# Dry dull mane



## Cynical25 (Mar 7, 2013)

A good diet, and a tooth check to make sure the horse can process said diet, is your first and best course of action.

But I swear by Healthy Haircare Moisturizer for a topical. It's a pink, liquid concentrate that you dilute with water in a spray bottle. I put it on manes & tails everytime I groom (focusing on rubbing it into the roots) and periodically on full bodies to keep everything soft and shiny. No drying silicones or alcohols, nor potential slippery saddle misshaps, like so many shine sprays (such as Show Sheen.)


----------



## Drifting (Oct 26, 2011)

Cynical does it work as a nice entangler too?


----------



## MrsStinson89 (Oct 27, 2013)

Thank You!.


----------



## DraftyAiresMum (Jun 1, 2011)

I've been told that adding fresh ground flaxseed to the horse's diet does wonders for mane/tail and coat.
_Posted via Mobile Device_


----------



## Cynical25 (Mar 7, 2013)

Drifting said:


> Cynical does it work as a nice entangler too?

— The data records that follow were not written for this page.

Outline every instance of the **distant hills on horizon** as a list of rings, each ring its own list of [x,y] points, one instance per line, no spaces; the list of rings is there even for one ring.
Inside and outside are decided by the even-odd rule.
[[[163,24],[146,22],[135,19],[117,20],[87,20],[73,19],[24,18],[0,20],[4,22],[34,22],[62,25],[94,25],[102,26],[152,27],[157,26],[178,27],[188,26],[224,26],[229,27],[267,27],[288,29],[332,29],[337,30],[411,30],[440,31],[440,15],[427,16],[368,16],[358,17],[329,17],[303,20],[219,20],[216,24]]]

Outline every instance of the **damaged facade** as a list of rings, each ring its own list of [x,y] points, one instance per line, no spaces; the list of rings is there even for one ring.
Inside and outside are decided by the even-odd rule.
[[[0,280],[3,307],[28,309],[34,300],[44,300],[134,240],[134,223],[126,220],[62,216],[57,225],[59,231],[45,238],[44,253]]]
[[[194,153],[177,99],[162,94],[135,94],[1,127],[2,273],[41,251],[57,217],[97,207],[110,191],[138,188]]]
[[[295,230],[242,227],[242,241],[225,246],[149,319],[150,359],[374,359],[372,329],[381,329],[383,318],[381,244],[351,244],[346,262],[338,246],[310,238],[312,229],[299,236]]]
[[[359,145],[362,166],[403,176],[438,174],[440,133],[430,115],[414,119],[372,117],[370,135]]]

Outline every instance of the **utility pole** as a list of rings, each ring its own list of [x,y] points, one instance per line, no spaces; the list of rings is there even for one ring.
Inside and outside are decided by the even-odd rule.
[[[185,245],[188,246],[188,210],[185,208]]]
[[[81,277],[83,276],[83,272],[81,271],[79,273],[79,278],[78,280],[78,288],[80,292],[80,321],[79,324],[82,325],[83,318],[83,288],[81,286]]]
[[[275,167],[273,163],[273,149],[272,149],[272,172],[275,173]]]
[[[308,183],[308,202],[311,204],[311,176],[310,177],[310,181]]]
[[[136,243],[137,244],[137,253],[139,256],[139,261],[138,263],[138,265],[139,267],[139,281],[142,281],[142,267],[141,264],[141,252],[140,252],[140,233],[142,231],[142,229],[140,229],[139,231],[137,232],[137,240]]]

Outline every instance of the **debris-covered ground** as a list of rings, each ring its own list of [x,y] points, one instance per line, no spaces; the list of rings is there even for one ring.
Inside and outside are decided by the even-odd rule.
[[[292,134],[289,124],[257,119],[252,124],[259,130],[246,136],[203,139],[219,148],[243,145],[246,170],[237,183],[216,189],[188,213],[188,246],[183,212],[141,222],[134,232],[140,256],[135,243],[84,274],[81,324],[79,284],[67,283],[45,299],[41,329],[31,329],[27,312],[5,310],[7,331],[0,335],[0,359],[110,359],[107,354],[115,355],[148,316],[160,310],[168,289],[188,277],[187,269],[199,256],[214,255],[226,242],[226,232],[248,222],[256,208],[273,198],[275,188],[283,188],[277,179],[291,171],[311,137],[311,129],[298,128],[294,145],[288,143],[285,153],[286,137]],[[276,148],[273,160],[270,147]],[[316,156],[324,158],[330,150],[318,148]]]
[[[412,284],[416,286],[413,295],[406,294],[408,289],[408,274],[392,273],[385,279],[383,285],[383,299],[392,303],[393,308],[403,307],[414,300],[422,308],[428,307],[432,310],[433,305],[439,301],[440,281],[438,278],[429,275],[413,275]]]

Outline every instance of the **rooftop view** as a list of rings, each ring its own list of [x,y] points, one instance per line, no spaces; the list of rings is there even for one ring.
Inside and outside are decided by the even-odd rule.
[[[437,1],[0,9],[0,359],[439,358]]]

Eh, not really. It absorbs into the hair to strengthen from inside out, whereas silicone-based detanglers coat the hair strands so they slip apart. So it's not really going to help knots unkink, but moisturized hair is less likely to knot up in the first place; after using it regularly, I find I have less knots to detangle.


----------



## rhosroyalvelvet (Sep 5, 2013)

Linseed is good and also any oils or vitamen supplements copper helps too brighten their coats aswell


----------



## Deanie (Oct 7, 2013)

There's something called Mane and Tail that is a very good conditioner for your horse. As already suggested, I'd be sure your horse has a healthy diet and teeth are sound.
Also, you might try a supplement, if necessary. The mane and tail should be soft and shiny.


----------



## PaintedMare (Nov 7, 2012)

good diet plus vegetable oil or peanut oil added to their food. makes the entire coat shiny when given regularlly


----------



## princessfluffybritches (Aug 10, 2012)

Deanie said:


> There's something called Mane and Tail that is a very good conditioner for your horse. As already suggested, I'd be sure your horse has a healthy diet and teeth are sound.
> Also, you might try a supplement, if necessary. The mane and tail should be soft and shiny.

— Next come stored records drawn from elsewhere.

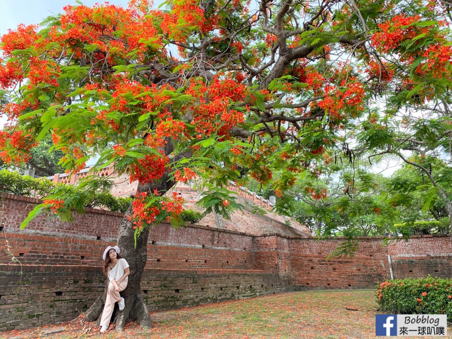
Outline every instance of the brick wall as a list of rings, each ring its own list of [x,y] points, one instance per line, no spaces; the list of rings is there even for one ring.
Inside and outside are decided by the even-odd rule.
[[[20,230],[39,202],[0,199],[0,330],[73,318],[103,288],[100,256],[116,242],[123,215],[88,209],[70,223],[42,215]],[[255,224],[266,220],[246,218]],[[288,236],[272,224],[263,224],[270,232],[258,235],[203,225],[152,229],[142,283],[150,309],[300,289],[372,288],[390,277],[388,255],[396,278],[452,276],[449,236],[417,236],[385,247],[380,239],[365,238],[353,258],[327,260],[340,240]]]

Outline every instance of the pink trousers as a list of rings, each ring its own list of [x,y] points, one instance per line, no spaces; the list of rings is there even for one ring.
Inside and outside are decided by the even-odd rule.
[[[120,287],[120,292],[124,291],[127,287],[127,280],[124,280],[120,284],[118,284]],[[110,319],[111,314],[113,313],[113,309],[115,308],[115,303],[121,300],[121,296],[119,292],[115,289],[115,285],[110,281],[108,283],[108,288],[107,292],[107,296],[105,299],[105,306],[103,306],[103,311],[102,312],[102,317],[100,318],[100,326],[108,326],[110,324]]]

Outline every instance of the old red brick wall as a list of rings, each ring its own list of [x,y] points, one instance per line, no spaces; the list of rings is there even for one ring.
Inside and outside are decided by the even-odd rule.
[[[116,242],[122,214],[88,209],[74,223],[43,215],[20,230],[39,202],[0,199],[0,330],[72,318],[103,288],[100,257]],[[249,221],[254,224],[266,220],[246,218],[256,218]],[[366,238],[353,258],[327,260],[340,240],[288,236],[281,223],[272,224],[261,235],[203,225],[152,229],[142,284],[149,308],[299,289],[373,288],[390,277],[388,255],[395,278],[452,276],[448,236],[415,237],[385,247],[380,239]]]

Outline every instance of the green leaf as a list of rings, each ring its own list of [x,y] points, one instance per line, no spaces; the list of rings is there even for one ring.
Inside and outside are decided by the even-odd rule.
[[[34,208],[30,211],[28,215],[25,218],[25,220],[21,223],[21,230],[23,230],[30,223],[30,222],[39,215],[44,209],[44,204],[43,203],[39,204],[36,205]]]

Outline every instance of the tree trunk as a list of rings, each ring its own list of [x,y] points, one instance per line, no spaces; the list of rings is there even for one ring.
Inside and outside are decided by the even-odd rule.
[[[167,138],[167,143],[164,150],[165,154],[167,155],[173,151],[174,145],[170,138]],[[181,153],[174,157],[173,161],[175,162],[183,157],[189,157],[191,153],[189,152]],[[147,184],[139,184],[137,189],[137,192],[152,192],[154,190],[157,190],[160,194],[165,194],[175,184],[174,180],[169,175],[172,170],[171,169],[168,169],[159,180]],[[118,306],[115,306],[113,314],[111,315],[112,321],[116,321],[116,330],[118,332],[124,330],[124,325],[128,319],[136,320],[142,328],[149,329],[152,327],[151,316],[143,299],[141,287],[141,276],[146,266],[147,258],[147,245],[149,229],[148,228],[143,228],[140,237],[137,239],[136,247],[134,224],[133,222],[129,221],[127,218],[128,215],[133,214],[132,209],[132,205],[131,204],[120,227],[117,242],[117,245],[121,250],[121,257],[127,261],[130,268],[130,275],[129,276],[127,287],[121,292],[121,296],[124,298],[126,306],[124,310],[120,311]],[[150,227],[152,227],[152,225]],[[103,249],[101,249],[101,250],[103,250]],[[99,249],[99,253],[100,250]],[[107,286],[107,284],[103,295],[99,296],[94,303],[84,313],[86,320],[92,321],[97,319],[97,324],[98,325],[100,324],[100,317],[102,316],[102,311],[106,297]]]
[[[149,229],[144,228],[141,234],[137,239],[137,247],[135,246],[134,237],[134,224],[129,221],[127,215],[132,213],[132,205],[129,206],[126,216],[120,227],[117,245],[121,249],[120,255],[129,263],[130,275],[127,287],[121,292],[124,298],[126,306],[123,311],[119,310],[115,306],[115,310],[111,316],[111,321],[116,323],[116,330],[122,332],[124,330],[124,325],[128,319],[136,321],[144,329],[149,329],[152,327],[151,317],[142,295],[141,282],[141,276],[146,264],[147,248]],[[100,250],[99,250],[99,253]],[[97,320],[99,325],[105,299],[106,296],[107,284],[103,294],[99,296],[89,309],[84,313],[86,320],[94,321]]]

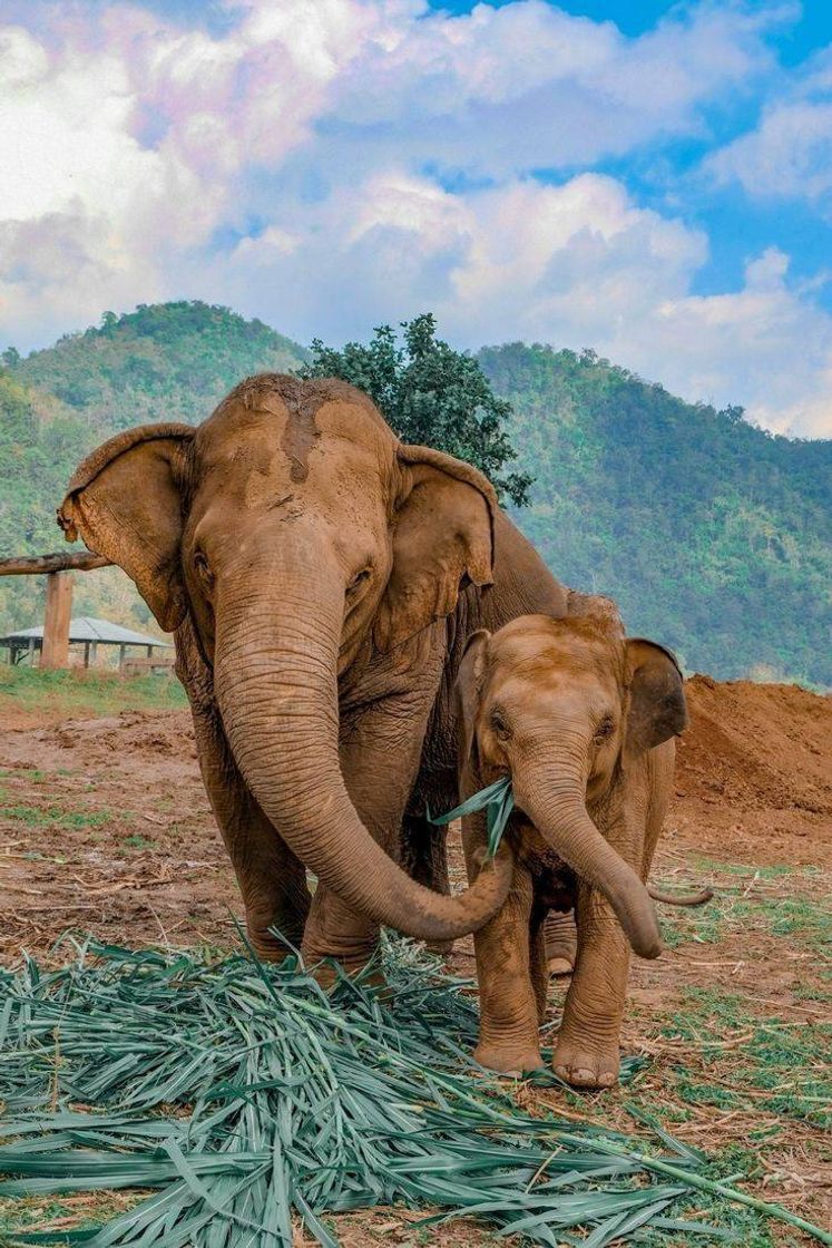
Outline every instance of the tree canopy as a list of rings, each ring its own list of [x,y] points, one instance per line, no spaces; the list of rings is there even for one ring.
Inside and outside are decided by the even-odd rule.
[[[516,459],[506,432],[508,399],[496,397],[473,356],[437,338],[437,322],[427,312],[402,322],[402,342],[389,324],[379,324],[364,346],[348,342],[343,351],[312,342],[312,362],[302,377],[341,377],[367,394],[403,442],[434,447],[474,464],[490,479],[503,500],[529,502],[531,477],[506,472]]]

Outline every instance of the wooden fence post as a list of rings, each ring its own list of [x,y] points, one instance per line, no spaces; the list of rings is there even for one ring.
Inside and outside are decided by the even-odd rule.
[[[69,572],[50,572],[46,577],[44,646],[40,653],[41,668],[69,668],[71,614],[72,577]]]

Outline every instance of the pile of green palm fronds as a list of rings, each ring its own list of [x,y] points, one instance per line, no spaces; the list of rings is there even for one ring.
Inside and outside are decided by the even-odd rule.
[[[718,1189],[702,1154],[518,1111],[465,1058],[459,982],[402,941],[383,971],[383,990],[367,976],[324,993],[294,958],[90,942],[59,971],[0,977],[0,1196],[151,1189],[106,1227],[14,1242],[291,1248],[294,1219],[336,1246],[326,1213],[397,1203],[550,1246],[647,1223],[713,1242],[666,1214]]]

I found with the mane and tail, it works best if you shampoo using their shampoo , then condition.


----------



## AllenFarrierService (Oct 31, 2013)

I'm tellin ya, warm olive oil and honey 3:1 shampoo and condition. Amazing
_Posted via Mobile Device_


----------



## Tombo8 (Oct 31, 2013)

I used coconut oil . It got rid of his dry skin, made his mane tangle free and nice and shiny. Make sure you use the type for your body not the edible type! It comes in a jar solid and melts when you rub in your hands.


----------



## PokaDot (Nov 17, 2013)

Along with what Cynical25 said about teeth checking and diet, I swear by this stuff, I can't remember the name of it, but you can get it at walmart. Its a Olive Oil hair grease almost, its in a clear small bottle with a green top. Its in the African American Hair section. It works great. You just put some in your hands and rub it in well to the base and through-out the mane, tail, and forlock even. It also detangles really well too =] I know its not a "horsey" item, but I love this stuff ha


----------



## Chessie (Mar 13, 2012)

I love Cowboy Magic. It smells awesome and makes my horse's hair all supple and soft.


----------



## ZaneyZanne123 (Nov 9, 2013)

Since I have shown and worked with Walking horses and sadllebreds (and just love long thick manes and tails) here are some of the tricks of trade I have used off and on. I have used a plethera of suff but I will list only the ones I have seen the most results from. Like what has been stated above a good balanced diet (and teeth) are the first key to good coat and manes and tails. Not to mention good grooming tactics (I go through alot of rubber curries for the coat, lots of elbow greese)

Dont over comb (begin at the bottom of the mane/tail and work towards the top/crest line or dock of tail) and never put a *brush* to manes or tails. I pick tails and I stay away from all silicone products. (I do use a little Show Sheen on show day but its washed out and conditioned the day after show) Otherwise Cowboy magic detangler for realy tangled up manes and or tails

Supplements : I have used in the past Flaxseed oil (called Linseed oil which is made from the flax seed.) Corn oil (use about 1.5 to 2 ounces per 100 lbs of body weight a day. The same with Vegetable oil. I have tried using Clovite with some success, Calf manna, (good for general vitamin boost for working animals and showing animals) and Dapples which I didnt see any more results than with the aboved mention oils.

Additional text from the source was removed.